In our studies examining the use of Medical Cannabis Therapy (MCT) by Oncologists and Pain Management Specialists[i], we asked physicians what their biggest barrier was to their adoption of medical cannabis. Two-thirds (65%), mention legal concerns. Concern for legal exposure and increased risk of malpractice associated with MCT remains high, given the federal status of cannabis being Schedule I.
To contextualize the degree in which legal concerns have on physicians’ behavior, it is second only to the lack of clinical trials in preventing physicians from recommending MCT to patients. In addition, lack of reliable guidance (from medical associations or colleagues), concern that patients will be punished by their employer, and professional/social stigma of being known as a MCT endorser are also significant barriers to adoption of cannabis into their treatment armamentarium.
However, this raises the question: What are the actual legal risks to physicians if recommending MCT as a treatment for their patients?
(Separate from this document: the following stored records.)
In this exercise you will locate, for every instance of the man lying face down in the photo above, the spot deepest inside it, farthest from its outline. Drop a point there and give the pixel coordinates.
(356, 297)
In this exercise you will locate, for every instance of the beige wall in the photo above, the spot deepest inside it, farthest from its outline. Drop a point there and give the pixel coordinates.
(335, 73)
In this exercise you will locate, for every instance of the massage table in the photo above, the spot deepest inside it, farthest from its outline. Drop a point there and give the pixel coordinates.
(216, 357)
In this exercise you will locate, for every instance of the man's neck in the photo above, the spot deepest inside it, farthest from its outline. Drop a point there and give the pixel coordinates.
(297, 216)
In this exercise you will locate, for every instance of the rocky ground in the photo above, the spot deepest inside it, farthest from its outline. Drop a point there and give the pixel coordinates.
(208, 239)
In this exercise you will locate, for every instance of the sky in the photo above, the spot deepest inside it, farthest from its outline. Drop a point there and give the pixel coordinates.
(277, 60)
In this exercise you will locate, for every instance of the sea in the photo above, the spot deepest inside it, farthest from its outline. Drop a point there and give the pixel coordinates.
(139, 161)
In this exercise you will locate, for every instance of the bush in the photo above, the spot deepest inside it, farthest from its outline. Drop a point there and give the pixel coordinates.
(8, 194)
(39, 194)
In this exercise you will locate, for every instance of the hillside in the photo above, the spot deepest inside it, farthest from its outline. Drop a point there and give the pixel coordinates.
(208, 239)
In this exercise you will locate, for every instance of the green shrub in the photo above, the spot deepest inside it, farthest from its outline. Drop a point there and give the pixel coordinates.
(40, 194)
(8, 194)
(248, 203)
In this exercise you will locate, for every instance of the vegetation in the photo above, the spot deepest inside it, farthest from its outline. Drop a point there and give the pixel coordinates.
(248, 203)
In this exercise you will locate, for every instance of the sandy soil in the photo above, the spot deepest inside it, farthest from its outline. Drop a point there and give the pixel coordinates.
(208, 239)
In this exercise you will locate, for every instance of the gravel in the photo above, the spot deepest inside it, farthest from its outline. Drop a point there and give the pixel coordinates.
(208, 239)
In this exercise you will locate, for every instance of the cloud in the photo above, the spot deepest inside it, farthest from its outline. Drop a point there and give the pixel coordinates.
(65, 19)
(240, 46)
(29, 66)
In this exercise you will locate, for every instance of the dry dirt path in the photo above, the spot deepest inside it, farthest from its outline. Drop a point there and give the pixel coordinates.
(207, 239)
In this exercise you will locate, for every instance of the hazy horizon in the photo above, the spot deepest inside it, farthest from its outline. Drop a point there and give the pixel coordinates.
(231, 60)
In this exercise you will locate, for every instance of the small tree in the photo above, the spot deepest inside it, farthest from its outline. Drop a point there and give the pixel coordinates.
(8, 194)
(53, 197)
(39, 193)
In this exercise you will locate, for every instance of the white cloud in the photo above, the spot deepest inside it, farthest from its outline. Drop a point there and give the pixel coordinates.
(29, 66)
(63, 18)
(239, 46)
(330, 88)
Based on federal regulations, if a physician was to prescribe MCT it would constitute aiding and abetting the acquisition of marijuana, which could result in revocation of DEA licensure and even prison time. However, in states where medicinal cannabis is legal, doctors can write a recommendation for the plant, after determining and certifying that the patient suffers from one of the conditions that the state’s law deems to warrant medicinal cannabis. This recommendation “loophole” was upheld by the US Court of Appeals for the Ninth Circuit in Conant v. Walters, which decided that a physician’s discussion of the potential benefits of medicinal cannabis and making such recommendations constitute protected speech under the First Amendment. The court reasoned that doctors should not be held liable for conduct that patients might engage in after leaving the office and that open and unrestricted communication is vital in preserving the patient-doctor relationship and ensuring proper treatment[ii],[iii],[iv].
Amended AMA Policy:
Patients also face legal jeopardy through their employers. Both state and federal courts have upheld firing an employee for medical cannabis use. Employees have been unsuccessful when challenging employee statutes, citing state medical cannabis laws as well as federal and state anti-discrimination laws to justify their MCT. The state medical cannabis laws ordinarily immunize medical cannabis users from the adverse consequences of the law, but do not give them a right that can be used affirmatively against a private entity. The Americans with Disabilities Act (ADA) and similar state anti-discrimination in employment statutes are predicated upon discrimination based on lawful activity and the Controlled Substances Act has consequently proven to be an insurmountable obstacle iIi.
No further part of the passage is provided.